HIV cure search – there’s now a feeling it WILL happen rather than it MIGHT happen
There was a time when the word ‘cure’ was never used in relation to HIV. It was thought to be too elusive, too unachievable. But something changed in the past decade.
It was not that there have been any major breakthroughs. On the contrary, there have been setbacks – such as the recent news that the Mississippi baby, believed to be free of the virus after being given treatment within hours of birth, is now showing signs of it and is once again receiving antiretroviral drugs.
Yet the scientists involved in HIV research now firmly believe that a cure is possible, that this an area that is moving at a faster pace than many had ever imagined.
At the 2014 Moving Towards an HIV Cure Symposium, being held alongside the 20th International Aids Conference in Melbourne, there was a feeling of optimism in the room.
The President of the International Aids Society (IAS), Professor Francoise Sinoussi-Barre, a co-discoverer of the virus, said ‘there is a great deal of scientific excitement’.
That there is a need for a cure is obvious. In 2012, there were 2.3 million new infections reported and 1.5 million deaths. And although more people than ever are receiving antiretroviral drugs (ARTs), they are not without their problems.
As Dr Steven Deeks, co-chair of the symposium said, they have to be taken daily, for life. And they have side-effects.
There needs to be, he said, a scalable cure. That is one that is affordable for all nations.
The briefing document for the symposium had been printed before the news of the Mississippi baby (in fact now a four-year-old) had come through, so it still says at least one infant infected with HIV who was treated immediately after birth has no signs of the virus.

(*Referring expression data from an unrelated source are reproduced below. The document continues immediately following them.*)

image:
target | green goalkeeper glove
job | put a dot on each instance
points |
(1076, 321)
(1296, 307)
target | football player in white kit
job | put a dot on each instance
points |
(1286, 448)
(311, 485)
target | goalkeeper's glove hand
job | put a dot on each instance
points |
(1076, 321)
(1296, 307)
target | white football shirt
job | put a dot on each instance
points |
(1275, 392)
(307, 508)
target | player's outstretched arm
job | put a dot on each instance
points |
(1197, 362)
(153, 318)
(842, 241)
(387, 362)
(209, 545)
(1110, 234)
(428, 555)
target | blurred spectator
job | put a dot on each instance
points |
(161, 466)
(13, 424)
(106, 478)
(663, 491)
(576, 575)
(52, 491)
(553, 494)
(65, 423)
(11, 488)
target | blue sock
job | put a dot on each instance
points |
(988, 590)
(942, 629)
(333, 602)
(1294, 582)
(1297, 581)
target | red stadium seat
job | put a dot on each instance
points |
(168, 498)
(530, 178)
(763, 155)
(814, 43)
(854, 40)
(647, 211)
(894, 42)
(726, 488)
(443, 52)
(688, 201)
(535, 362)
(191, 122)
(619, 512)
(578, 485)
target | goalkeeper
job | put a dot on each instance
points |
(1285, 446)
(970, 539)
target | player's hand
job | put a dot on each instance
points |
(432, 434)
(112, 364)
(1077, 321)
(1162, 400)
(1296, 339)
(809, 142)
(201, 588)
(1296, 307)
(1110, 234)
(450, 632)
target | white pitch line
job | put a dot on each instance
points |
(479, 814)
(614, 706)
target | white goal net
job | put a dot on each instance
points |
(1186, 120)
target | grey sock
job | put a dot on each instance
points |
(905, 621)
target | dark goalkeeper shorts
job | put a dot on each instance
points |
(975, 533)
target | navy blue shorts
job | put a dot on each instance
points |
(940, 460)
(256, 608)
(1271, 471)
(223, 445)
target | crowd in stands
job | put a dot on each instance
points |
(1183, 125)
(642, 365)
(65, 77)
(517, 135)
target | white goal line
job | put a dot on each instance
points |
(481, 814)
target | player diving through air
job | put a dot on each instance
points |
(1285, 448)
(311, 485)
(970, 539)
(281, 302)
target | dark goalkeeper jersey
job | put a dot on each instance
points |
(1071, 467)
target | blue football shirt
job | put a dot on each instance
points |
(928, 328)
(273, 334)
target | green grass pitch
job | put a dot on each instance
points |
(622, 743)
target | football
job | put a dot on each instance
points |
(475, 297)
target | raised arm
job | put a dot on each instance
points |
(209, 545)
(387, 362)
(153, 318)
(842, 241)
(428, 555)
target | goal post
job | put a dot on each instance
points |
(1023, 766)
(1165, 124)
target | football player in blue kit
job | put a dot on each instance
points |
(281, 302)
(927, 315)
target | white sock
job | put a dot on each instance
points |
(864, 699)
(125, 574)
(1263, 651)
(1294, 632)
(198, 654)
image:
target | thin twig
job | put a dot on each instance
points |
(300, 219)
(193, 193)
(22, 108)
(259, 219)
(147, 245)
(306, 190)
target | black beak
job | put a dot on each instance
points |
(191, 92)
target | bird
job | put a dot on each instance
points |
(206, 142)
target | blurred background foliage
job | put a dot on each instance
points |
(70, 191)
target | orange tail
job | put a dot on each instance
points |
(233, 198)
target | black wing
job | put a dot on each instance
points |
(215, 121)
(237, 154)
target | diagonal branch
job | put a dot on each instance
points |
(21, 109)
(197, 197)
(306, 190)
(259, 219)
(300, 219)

We now know that not to be true. But it adds to the growing knowledge on how the virus might hide – and its latency.
So, the areas of research looking most interesting are directed at viral persistence and how to ‘flush’ the virus out, find that every last part of it, trigger the immune system to recognise it and then treat it, possibly with cancer drugs.
Equally important is the work on a vaccine, which will again help the immune system recognise the virus and fight it.
Nobody is willing to put a timescale on all of this, of course. There have been too many false starts but there is also a feeling that it WILL happen rather than it MIGHT happen.